Poison In Our Vaccines

By Lyn Redwood
Issue 115, November/December 2002

More than 60 years ago, the Food and Drug Administration (FDA) approved a little-known product, thimerosal, to be used as a preservative. Today, many parents question if this product is responsible for the current epidemic of children diagnosed with learning disabilities and autism.

Thimerosal
Current thinking suggests that exposure to mercury comes primarily from environmental and dietary sources, dental amalgams, and rare catastrophic events. Recently, however, another common and pervasive source of mercury exposure has been identified. Called thimerosal, it was first approved as an additive by the FDA in the 1930s and has been utilized as a preservative to prevent bacterial contamination in a number of blood and biological products, including vaccines, immune globulins, and over-the-counter eye and nose drops.

The danger that thimerosal presents is that it contains 49.5 percent ethyl mercury by weight. Mercury is a potent human toxicant and has long been the source of many serious health problems. It is especially toxic to the rapidly developing fetal and infant brain. Federal agencies have published acceptable levels for exposure; but in actual fact mercury is a poison at any level. Chemically, thimerosal is a water-soluble, cream-colored crystalline powder. In the human body it is metabolized to ethyl mercury and thiosalicylate. The literature on thimerosal metabolism and excretion is old, and toxicological information is limited. In the past there have been case reports of toxicity and death following inadvertent massive exposures to thimerosal.

The FDA's Discovery
The FDA Modernization Act, signed into law in 1997, included an amendment requiring the agency to compile a list of drugs and foods that contain intentionally introduced mercury compounds and to provide a quantitative and qualitative analysis of the mercury compounds on the list. One may ask why the FDA did not routinely perform this task. The FDA's mission is to ensure purity, safety, potency, and efficacy of individual products, yet such analyses have never been a required part of the permitting process. In its review, which took two years to complete, the FDA discovered that infants who receive vaccines containing thimerosal may be exposed to more mercury than recommended by federal guidelines for total mercury exposure.

Infant vaccines that routinely contained thimerosal were DPT (diphtheria-pertussis-tetanus), hepatitis B, and Hib (Hemophilus influenzae type b). Following the vaccination schedule recommended by the Centers for Disease Control (CDC), infants were exposed to anywhere from 0.0 to 187.5 mcg of ethyl mercury, depending on the vaccine manufacturer, and total exposure over 18 months could be as high as 237.5 mcg. The dose the Environmental Protection Agency (EPA) deems allowable is 0.1 mcg per kilogram per day. If an average 5 kg-infant received all thimerosal-containing vaccines at his two-month visit, his exposure that day would be 62.5 mcg ethyl mercury--125 times as great as the EPA guideline.

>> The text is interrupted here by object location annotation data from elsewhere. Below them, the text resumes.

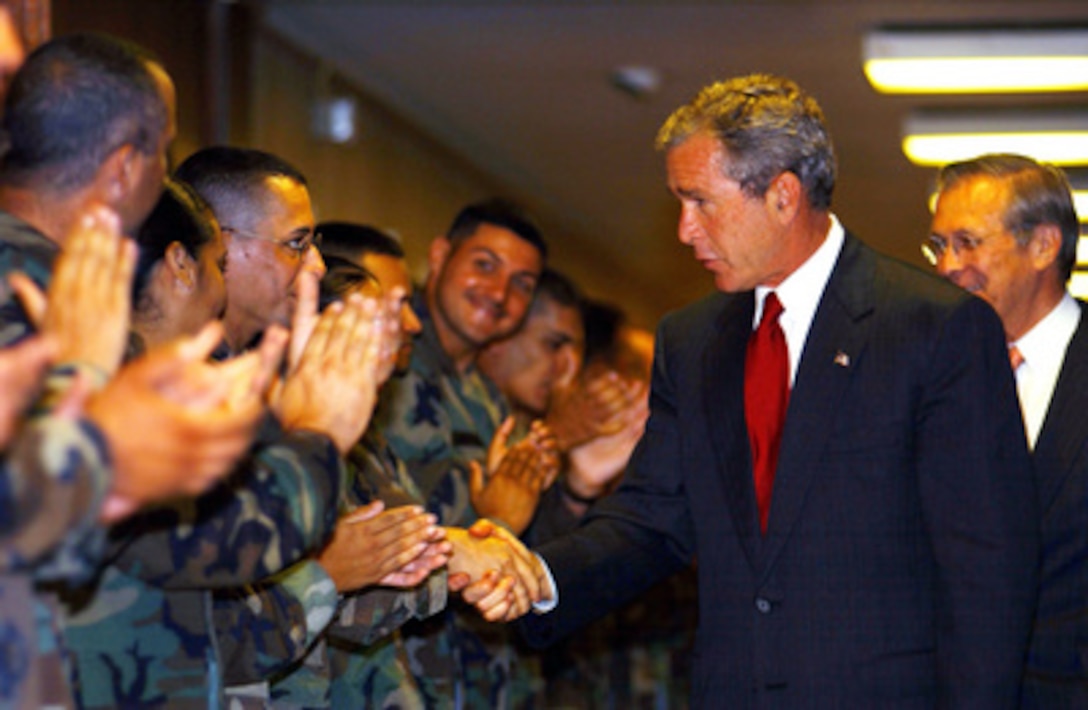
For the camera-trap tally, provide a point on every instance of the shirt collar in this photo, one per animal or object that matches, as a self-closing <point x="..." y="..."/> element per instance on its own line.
<point x="801" y="291"/>
<point x="1037" y="345"/>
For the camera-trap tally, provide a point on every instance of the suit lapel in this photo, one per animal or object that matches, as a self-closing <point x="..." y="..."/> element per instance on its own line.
<point x="1065" y="428"/>
<point x="724" y="365"/>
<point x="832" y="352"/>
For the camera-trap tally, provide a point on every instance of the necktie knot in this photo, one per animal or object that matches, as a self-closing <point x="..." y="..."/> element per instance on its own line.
<point x="766" y="396"/>
<point x="1015" y="357"/>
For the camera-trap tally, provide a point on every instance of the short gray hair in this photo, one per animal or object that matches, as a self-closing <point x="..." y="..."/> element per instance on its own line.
<point x="767" y="125"/>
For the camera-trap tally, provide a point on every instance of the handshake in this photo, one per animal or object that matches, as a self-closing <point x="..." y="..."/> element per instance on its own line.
<point x="400" y="547"/>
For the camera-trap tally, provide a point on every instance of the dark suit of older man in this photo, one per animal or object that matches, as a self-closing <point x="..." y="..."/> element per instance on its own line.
<point x="898" y="567"/>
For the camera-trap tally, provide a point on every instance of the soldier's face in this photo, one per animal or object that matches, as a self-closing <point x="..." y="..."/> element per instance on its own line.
<point x="527" y="364"/>
<point x="266" y="256"/>
<point x="482" y="286"/>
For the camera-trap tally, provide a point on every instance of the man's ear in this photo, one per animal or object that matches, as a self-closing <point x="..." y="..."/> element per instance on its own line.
<point x="784" y="195"/>
<point x="181" y="265"/>
<point x="1046" y="245"/>
<point x="115" y="177"/>
<point x="437" y="253"/>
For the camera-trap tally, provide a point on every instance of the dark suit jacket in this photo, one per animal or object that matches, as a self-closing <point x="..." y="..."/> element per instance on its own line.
<point x="899" y="569"/>
<point x="1056" y="674"/>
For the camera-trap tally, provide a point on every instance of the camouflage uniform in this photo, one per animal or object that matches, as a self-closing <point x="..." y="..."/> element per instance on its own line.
<point x="143" y="634"/>
<point x="350" y="657"/>
<point x="635" y="657"/>
<point x="436" y="421"/>
<point x="52" y="484"/>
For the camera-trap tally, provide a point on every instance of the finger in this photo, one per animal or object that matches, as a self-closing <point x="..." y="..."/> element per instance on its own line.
<point x="498" y="444"/>
<point x="477" y="592"/>
<point x="271" y="351"/>
<point x="368" y="511"/>
<point x="476" y="478"/>
<point x="313" y="351"/>
<point x="496" y="605"/>
<point x="32" y="298"/>
<point x="457" y="581"/>
<point x="482" y="528"/>
<point x="74" y="400"/>
<point x="305" y="316"/>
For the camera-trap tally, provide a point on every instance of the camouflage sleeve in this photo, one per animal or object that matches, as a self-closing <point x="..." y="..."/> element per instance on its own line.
<point x="275" y="509"/>
<point x="370" y="614"/>
<point x="262" y="630"/>
<point x="52" y="485"/>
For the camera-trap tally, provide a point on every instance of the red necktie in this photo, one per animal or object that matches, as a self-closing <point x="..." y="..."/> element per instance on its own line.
<point x="1015" y="358"/>
<point x="766" y="396"/>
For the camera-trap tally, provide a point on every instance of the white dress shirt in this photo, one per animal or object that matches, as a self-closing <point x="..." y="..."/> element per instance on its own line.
<point x="800" y="294"/>
<point x="1043" y="349"/>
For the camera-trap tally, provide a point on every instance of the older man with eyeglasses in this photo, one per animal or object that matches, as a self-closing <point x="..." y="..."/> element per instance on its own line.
<point x="1005" y="228"/>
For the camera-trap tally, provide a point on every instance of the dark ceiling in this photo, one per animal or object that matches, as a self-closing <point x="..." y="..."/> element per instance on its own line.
<point x="522" y="90"/>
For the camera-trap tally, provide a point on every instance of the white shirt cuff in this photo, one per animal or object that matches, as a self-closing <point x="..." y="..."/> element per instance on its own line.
<point x="546" y="605"/>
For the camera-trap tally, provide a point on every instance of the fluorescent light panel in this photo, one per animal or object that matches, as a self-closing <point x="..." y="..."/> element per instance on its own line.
<point x="1058" y="136"/>
<point x="976" y="61"/>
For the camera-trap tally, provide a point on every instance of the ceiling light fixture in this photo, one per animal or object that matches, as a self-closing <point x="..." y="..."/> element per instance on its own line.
<point x="1078" y="182"/>
<point x="981" y="60"/>
<point x="935" y="137"/>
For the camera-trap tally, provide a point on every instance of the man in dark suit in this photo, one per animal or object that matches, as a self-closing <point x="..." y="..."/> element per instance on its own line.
<point x="1006" y="229"/>
<point x="888" y="559"/>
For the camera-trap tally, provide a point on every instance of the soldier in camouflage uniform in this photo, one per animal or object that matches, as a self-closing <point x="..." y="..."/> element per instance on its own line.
<point x="443" y="414"/>
<point x="144" y="634"/>
<point x="354" y="661"/>
<point x="66" y="473"/>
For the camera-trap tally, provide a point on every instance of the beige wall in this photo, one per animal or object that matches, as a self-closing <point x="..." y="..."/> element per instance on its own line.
<point x="393" y="176"/>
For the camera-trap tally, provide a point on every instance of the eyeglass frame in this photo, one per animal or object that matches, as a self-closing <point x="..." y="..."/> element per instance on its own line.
<point x="299" y="251"/>
<point x="935" y="247"/>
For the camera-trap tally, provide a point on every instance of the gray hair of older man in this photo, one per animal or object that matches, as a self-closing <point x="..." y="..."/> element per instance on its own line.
<point x="767" y="125"/>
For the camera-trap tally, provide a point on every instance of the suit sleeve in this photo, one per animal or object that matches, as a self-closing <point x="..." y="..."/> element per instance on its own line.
<point x="631" y="539"/>
<point x="978" y="503"/>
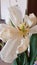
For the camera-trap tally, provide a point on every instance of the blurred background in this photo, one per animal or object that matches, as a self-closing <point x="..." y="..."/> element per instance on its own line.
<point x="26" y="7"/>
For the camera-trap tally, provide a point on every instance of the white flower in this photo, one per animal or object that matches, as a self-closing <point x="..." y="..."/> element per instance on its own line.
<point x="16" y="38"/>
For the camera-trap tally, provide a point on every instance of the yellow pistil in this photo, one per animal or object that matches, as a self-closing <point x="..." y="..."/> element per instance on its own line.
<point x="23" y="29"/>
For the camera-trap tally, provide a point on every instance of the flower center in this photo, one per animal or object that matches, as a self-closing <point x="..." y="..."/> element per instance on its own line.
<point x="23" y="28"/>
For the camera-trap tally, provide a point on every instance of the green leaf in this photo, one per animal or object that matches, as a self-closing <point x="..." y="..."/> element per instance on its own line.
<point x="33" y="48"/>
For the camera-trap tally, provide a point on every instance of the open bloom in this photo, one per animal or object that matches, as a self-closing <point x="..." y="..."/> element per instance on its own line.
<point x="16" y="38"/>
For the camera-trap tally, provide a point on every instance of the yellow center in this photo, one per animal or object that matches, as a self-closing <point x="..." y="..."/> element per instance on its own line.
<point x="23" y="29"/>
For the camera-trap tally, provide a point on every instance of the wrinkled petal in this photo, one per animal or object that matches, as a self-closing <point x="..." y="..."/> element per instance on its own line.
<point x="15" y="15"/>
<point x="23" y="46"/>
<point x="33" y="30"/>
<point x="33" y="18"/>
<point x="8" y="53"/>
<point x="28" y="21"/>
<point x="8" y="32"/>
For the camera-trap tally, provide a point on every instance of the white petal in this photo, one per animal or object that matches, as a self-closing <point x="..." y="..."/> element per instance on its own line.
<point x="28" y="21"/>
<point x="33" y="18"/>
<point x="8" y="53"/>
<point x="15" y="15"/>
<point x="33" y="30"/>
<point x="23" y="46"/>
<point x="7" y="32"/>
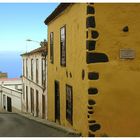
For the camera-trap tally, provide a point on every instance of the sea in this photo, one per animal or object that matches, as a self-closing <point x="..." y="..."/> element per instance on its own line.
<point x="11" y="63"/>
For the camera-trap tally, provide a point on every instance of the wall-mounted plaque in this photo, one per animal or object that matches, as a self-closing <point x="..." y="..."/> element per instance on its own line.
<point x="127" y="53"/>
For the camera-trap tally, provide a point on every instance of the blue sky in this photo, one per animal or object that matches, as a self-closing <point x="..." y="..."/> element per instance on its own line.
<point x="21" y="21"/>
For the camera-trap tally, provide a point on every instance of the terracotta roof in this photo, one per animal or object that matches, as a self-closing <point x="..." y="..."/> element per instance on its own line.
<point x="38" y="50"/>
<point x="59" y="9"/>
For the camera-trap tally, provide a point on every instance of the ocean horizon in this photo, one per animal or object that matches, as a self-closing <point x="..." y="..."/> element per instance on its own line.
<point x="11" y="63"/>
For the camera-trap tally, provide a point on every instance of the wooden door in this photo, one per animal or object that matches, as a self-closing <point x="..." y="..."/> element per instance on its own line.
<point x="57" y="101"/>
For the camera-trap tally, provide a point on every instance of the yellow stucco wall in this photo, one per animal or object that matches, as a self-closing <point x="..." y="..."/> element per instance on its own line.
<point x="74" y="19"/>
<point x="117" y="102"/>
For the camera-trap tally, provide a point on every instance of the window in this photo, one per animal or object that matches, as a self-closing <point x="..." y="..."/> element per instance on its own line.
<point x="51" y="46"/>
<point x="63" y="46"/>
<point x="69" y="103"/>
<point x="26" y="68"/>
<point x="27" y="98"/>
<point x="43" y="72"/>
<point x="31" y="69"/>
<point x="23" y="68"/>
<point x="36" y="70"/>
<point x="32" y="100"/>
<point x="23" y="90"/>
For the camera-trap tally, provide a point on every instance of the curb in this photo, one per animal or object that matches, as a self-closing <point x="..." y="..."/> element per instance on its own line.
<point x="51" y="124"/>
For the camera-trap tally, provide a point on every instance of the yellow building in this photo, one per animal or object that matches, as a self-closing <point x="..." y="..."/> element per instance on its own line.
<point x="3" y="75"/>
<point x="94" y="68"/>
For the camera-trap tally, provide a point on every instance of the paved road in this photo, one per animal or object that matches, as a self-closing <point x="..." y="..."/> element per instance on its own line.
<point x="14" y="125"/>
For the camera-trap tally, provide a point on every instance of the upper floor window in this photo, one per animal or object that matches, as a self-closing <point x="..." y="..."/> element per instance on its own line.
<point x="43" y="72"/>
<point x="31" y="69"/>
<point x="63" y="46"/>
<point x="36" y="70"/>
<point x="26" y="68"/>
<point x="51" y="47"/>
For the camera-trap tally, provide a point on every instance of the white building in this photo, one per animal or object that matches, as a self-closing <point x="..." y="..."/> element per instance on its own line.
<point x="10" y="94"/>
<point x="34" y="77"/>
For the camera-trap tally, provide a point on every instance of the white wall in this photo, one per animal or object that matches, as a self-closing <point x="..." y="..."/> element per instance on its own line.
<point x="32" y="84"/>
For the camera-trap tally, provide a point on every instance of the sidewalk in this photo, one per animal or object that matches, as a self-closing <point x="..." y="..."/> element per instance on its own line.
<point x="51" y="124"/>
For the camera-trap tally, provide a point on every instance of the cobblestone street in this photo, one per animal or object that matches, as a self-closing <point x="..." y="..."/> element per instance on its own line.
<point x="14" y="125"/>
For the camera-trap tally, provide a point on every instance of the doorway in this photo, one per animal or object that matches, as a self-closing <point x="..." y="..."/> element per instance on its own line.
<point x="37" y="104"/>
<point x="57" y="102"/>
<point x="9" y="104"/>
<point x="43" y="106"/>
<point x="32" y="101"/>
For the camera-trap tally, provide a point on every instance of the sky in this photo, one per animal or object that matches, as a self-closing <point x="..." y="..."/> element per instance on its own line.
<point x="22" y="21"/>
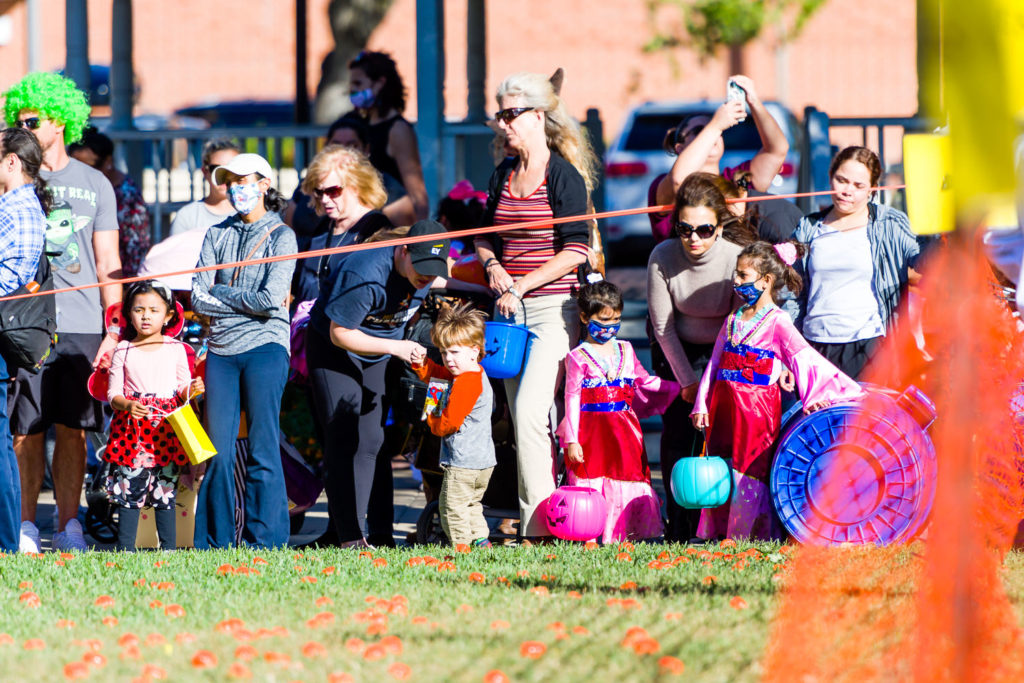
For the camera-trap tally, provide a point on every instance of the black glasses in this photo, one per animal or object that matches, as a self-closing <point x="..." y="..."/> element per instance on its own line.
<point x="511" y="114"/>
<point x="334" y="191"/>
<point x="685" y="230"/>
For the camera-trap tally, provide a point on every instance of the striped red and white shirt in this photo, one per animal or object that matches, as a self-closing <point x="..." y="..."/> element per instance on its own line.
<point x="525" y="250"/>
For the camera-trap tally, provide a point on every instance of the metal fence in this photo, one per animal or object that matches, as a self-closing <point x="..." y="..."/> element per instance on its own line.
<point x="167" y="163"/>
<point x="819" y="150"/>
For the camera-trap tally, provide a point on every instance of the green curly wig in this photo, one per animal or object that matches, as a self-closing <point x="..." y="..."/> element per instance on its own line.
<point x="55" y="97"/>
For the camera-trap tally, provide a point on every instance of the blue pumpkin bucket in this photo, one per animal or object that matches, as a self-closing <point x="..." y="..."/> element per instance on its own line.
<point x="506" y="347"/>
<point x="705" y="481"/>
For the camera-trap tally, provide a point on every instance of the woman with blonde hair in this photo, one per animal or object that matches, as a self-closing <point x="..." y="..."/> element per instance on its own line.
<point x="532" y="270"/>
<point x="343" y="185"/>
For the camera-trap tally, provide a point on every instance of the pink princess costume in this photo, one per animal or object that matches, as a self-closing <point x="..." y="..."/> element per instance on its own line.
<point x="605" y="397"/>
<point x="739" y="390"/>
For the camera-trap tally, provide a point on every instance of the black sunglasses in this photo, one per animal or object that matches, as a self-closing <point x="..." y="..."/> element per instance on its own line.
<point x="685" y="230"/>
<point x="333" y="191"/>
<point x="31" y="123"/>
<point x="511" y="114"/>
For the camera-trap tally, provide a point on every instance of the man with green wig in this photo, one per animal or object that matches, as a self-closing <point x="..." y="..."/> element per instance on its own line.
<point x="82" y="243"/>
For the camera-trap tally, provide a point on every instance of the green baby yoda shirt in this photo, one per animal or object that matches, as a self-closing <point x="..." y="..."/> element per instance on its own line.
<point x="83" y="204"/>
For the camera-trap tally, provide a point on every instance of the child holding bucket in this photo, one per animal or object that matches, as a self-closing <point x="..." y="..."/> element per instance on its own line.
<point x="463" y="420"/>
<point x="606" y="393"/>
<point x="148" y="378"/>
<point x="738" y="399"/>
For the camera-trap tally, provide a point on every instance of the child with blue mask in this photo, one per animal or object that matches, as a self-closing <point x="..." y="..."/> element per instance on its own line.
<point x="607" y="392"/>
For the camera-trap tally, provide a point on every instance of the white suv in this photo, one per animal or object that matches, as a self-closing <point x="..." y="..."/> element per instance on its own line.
<point x="636" y="158"/>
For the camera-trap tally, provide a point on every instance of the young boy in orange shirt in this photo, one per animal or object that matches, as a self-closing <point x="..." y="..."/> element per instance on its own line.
<point x="464" y="423"/>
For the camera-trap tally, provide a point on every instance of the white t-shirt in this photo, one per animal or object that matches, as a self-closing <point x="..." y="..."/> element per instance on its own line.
<point x="196" y="215"/>
<point x="841" y="303"/>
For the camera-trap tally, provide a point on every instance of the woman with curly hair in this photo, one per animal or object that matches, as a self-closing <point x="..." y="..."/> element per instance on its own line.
<point x="379" y="94"/>
<point x="534" y="270"/>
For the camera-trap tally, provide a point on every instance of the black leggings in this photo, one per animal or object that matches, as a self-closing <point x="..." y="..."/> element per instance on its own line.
<point x="348" y="395"/>
<point x="128" y="527"/>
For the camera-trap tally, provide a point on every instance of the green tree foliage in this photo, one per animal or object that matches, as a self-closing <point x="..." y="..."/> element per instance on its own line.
<point x="710" y="25"/>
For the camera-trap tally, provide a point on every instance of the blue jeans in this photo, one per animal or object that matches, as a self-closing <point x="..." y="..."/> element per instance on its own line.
<point x="252" y="381"/>
<point x="10" y="483"/>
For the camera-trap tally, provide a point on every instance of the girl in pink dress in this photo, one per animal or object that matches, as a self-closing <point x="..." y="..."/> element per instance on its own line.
<point x="148" y="377"/>
<point x="738" y="399"/>
<point x="606" y="393"/>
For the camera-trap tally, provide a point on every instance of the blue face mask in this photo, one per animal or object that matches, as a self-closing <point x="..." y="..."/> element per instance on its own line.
<point x="749" y="293"/>
<point x="602" y="333"/>
<point x="363" y="99"/>
<point x="244" y="198"/>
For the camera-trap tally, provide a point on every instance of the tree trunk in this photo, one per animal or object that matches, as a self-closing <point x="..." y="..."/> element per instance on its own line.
<point x="737" y="61"/>
<point x="351" y="24"/>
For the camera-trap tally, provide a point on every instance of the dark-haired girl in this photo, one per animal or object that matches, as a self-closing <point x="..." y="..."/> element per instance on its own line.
<point x="607" y="391"/>
<point x="379" y="94"/>
<point x="738" y="400"/>
<point x="858" y="263"/>
<point x="148" y="378"/>
<point x="247" y="366"/>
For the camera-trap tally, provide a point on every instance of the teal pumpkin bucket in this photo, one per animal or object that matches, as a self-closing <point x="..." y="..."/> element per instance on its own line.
<point x="505" y="349"/>
<point x="701" y="482"/>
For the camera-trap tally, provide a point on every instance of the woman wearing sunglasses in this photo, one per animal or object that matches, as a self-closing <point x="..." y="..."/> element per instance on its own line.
<point x="532" y="270"/>
<point x="344" y="186"/>
<point x="696" y="143"/>
<point x="689" y="295"/>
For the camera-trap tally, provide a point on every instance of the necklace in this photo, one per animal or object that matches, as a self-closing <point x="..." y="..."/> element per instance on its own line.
<point x="759" y="319"/>
<point x="597" y="364"/>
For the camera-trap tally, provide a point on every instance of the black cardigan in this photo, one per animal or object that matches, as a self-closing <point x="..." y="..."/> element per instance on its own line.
<point x="566" y="196"/>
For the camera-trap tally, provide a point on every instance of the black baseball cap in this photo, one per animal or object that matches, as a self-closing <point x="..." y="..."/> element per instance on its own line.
<point x="429" y="258"/>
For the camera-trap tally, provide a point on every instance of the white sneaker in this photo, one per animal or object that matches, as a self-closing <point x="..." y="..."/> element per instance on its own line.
<point x="29" y="541"/>
<point x="71" y="539"/>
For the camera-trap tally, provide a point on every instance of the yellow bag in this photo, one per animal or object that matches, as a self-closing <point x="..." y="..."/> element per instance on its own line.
<point x="195" y="440"/>
<point x="184" y="521"/>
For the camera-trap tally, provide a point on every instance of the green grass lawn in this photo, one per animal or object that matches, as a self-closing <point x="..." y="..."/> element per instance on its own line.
<point x="455" y="622"/>
<point x="305" y="616"/>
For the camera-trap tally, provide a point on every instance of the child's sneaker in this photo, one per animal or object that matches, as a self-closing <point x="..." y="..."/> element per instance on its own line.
<point x="29" y="540"/>
<point x="71" y="539"/>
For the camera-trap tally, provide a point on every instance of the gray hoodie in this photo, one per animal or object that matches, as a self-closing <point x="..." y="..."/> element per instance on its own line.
<point x="253" y="310"/>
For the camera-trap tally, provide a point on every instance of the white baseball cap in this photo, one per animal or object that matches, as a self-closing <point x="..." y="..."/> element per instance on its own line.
<point x="243" y="165"/>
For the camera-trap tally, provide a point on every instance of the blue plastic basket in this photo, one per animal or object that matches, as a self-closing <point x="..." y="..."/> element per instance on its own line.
<point x="505" y="350"/>
<point x="886" y="471"/>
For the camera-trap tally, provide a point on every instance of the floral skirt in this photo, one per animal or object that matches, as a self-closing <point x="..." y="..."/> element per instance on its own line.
<point x="142" y="486"/>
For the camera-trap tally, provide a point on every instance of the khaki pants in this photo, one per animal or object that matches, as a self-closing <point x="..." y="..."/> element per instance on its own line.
<point x="554" y="322"/>
<point x="462" y="514"/>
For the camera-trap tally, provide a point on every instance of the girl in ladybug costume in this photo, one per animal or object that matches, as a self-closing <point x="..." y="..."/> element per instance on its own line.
<point x="150" y="377"/>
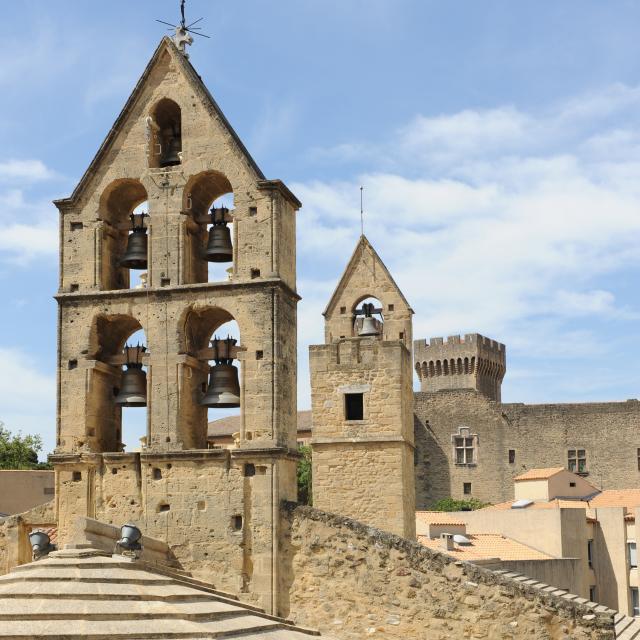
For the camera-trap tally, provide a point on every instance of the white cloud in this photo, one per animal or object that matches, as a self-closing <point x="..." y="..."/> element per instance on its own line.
<point x="22" y="378"/>
<point x="498" y="221"/>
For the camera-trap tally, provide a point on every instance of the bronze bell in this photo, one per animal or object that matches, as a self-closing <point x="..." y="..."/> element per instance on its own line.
<point x="219" y="247"/>
<point x="171" y="147"/>
<point x="369" y="326"/>
<point x="133" y="391"/>
<point x="223" y="391"/>
<point x="135" y="257"/>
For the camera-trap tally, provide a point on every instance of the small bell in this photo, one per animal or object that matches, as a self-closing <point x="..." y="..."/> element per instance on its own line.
<point x="219" y="247"/>
<point x="369" y="326"/>
<point x="133" y="391"/>
<point x="171" y="147"/>
<point x="223" y="391"/>
<point x="135" y="257"/>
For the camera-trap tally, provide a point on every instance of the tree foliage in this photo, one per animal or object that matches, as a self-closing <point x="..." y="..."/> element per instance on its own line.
<point x="450" y="504"/>
<point x="305" y="480"/>
<point x="20" y="452"/>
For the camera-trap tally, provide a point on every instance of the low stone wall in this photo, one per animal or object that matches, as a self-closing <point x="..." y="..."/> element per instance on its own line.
<point x="353" y="581"/>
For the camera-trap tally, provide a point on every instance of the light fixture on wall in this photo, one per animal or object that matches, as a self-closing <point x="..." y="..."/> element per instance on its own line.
<point x="223" y="391"/>
<point x="40" y="544"/>
<point x="129" y="542"/>
<point x="133" y="391"/>
<point x="219" y="247"/>
<point x="135" y="257"/>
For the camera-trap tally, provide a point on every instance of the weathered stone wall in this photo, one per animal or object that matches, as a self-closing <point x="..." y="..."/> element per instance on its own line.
<point x="353" y="581"/>
<point x="540" y="435"/>
<point x="14" y="534"/>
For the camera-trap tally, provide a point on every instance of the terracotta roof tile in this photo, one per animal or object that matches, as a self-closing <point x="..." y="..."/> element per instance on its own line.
<point x="438" y="518"/>
<point x="539" y="474"/>
<point x="487" y="545"/>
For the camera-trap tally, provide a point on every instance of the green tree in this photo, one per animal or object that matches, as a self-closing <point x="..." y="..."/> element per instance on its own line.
<point x="20" y="452"/>
<point x="449" y="504"/>
<point x="305" y="480"/>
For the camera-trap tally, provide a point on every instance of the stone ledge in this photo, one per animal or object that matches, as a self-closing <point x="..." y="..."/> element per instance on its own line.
<point x="416" y="554"/>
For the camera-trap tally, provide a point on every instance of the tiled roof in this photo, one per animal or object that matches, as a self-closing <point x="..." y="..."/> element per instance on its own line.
<point x="487" y="545"/>
<point x="230" y="425"/>
<point x="539" y="474"/>
<point x="437" y="518"/>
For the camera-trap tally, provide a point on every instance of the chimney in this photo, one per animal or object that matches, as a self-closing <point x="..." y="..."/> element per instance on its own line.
<point x="446" y="542"/>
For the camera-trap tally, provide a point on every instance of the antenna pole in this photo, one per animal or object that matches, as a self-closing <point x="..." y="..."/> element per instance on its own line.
<point x="362" y="210"/>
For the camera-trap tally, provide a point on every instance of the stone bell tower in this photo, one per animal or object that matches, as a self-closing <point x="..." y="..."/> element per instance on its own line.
<point x="173" y="149"/>
<point x="362" y="400"/>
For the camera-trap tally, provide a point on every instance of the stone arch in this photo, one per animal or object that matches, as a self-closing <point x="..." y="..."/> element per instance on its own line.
<point x="199" y="195"/>
<point x="118" y="201"/>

In its analysis, the FDA multiplied EPA's daily exposure levels of 0.1 mcg per kilogram by 180 days, even though the exposures had occurred on only four days during this time period. It is perplexing that the FDA chose to average an infant's total exposure to mercury over the first six months of life as though children were being exposed on a daily basis, and reported that amounts were only slightly above one of the federal guidelines. According to toxicologists, because of the inherent pharmokinetics of mercury and its long half-life in the body, the effect of a large injected dose cannot be calculated as though it were ingested in small amounts over a longer period of time. This method of analysis inaccurately minimizes the levels of exposure. If one were to look at the mercury in thimerosal from a daily dose perspective, no one vaccine containing thimerosal would meet EPA's guidelines for safe exposure. A simple analogy can be made that since one may safely consume four Tylenol a day in six-hour intervals for a month, consuming 120 Tylenol in one day would be equally safe. (In fact, it would be a fatal dose.) At the same time the FDA findings were released, the American Academy of Pediatrics (AAP) published an interim report to physicians on thimerosal in vaccines. In the report, the AAP and Public Health Service agreed that the use of thimerosal-containing vaccines should be reduced or eliminated, stating that any potential risk was of concern.1 While this report discussed much of the uncertainty regarding the potential effect of mercury exposure in vaccines, it clearly stated that there was no evidence of harm having occurred from such exposure. The report also said, "Infants and children who have received thimerosal-containing vaccines do not need to have blood, urine, or hair tested for mercury since the concentrations would be quite low and would not require treatment." Without such tests, of course, it was impossible to know for a fact that there was no "evidence of harm."

Historical Perspective
It is interesting to note that thimerosal was introduced only a few years before Leo Kanner, MD, described a new mental disorder that differed "markedly and uniquely from anything reported" before.2 In its early history autism was diagnosed more frequently in affluent families, but by the 1970s it had become more evenly distributed socioeconomically. This apparent widening in demographics paralleled the increasing availability of vaccines to all children through federally sponsored programs.